Mengikuti kegiatan kerja bakti, saya jadi mengenal satu persatu tetangga. Ada pensiunan TVRI, penjaga toko di mal, pegawai swasta, pekerja serabutan, sopir bajaj, pegawai negeri, dan lain-lain.
Semua lebur. Akrab tanpa sekat. Tentu saja dalam batas wajar.
Saya juga baru tahu, bapak-bapak kerap berkumpul pada malam hari. Dari mulai main kartu remi dan gaple, mengadu strategi bermain catur, sampai cuma ngobrol ngopi-ngopi bareng
Pengetahuan itu menarik saya untuk ikut berkumpul. Dari kantor tiba di rumah menjelang azan Magrib, atau sebelum Isya. Membersihkan diri. Bercengkerama sejenak, lalu bergabung dengan tetangga.
Tidak sampai larut. Sekitar pukul sepuluh malam sudah kembali ke rumah.

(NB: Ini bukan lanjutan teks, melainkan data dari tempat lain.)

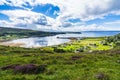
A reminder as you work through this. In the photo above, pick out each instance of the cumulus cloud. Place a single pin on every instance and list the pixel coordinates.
(24, 18)
(85, 10)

Jadi, memang sejak dulu di lingkungan tetangga dalam gang sudah terbangun suasana guyub. Entah di wilayah lain.
Ketika berlibur di rumah mertua di Bogor, saya mesti dioperasi pengangkatan usus buntu. Selanjutnya beristirahat untuk pemulihan di sana selama dua pekan.
Menggunakan metromini (bus mini warna oranye biru), rombongan tetangga dari Jakarta datang menjenguk. Kunjungan yang membuat terharu, padahal operasi usus buntu adalah tindakan medis kecil. Bisa saja mereka menengok setelah saya kembali ke Jakarta.
Tidak seperti bayangan semula. Semula saya berpendapat bahwa kehidupan bertetangga di Jakarta itu renggang, dengan lebih mendahulukan kepentingan masing-masing.Â
Mustahil ada suasana keakraban di antara tetangga. Apalagi bila dibatasi dengan pagar rapat yang tinggi.
Lebih dari sepuluh tahun tinggal di sebuah wilayah di ibukota, pada satu waktu yang lalu, memberikan pemahaman berbeda.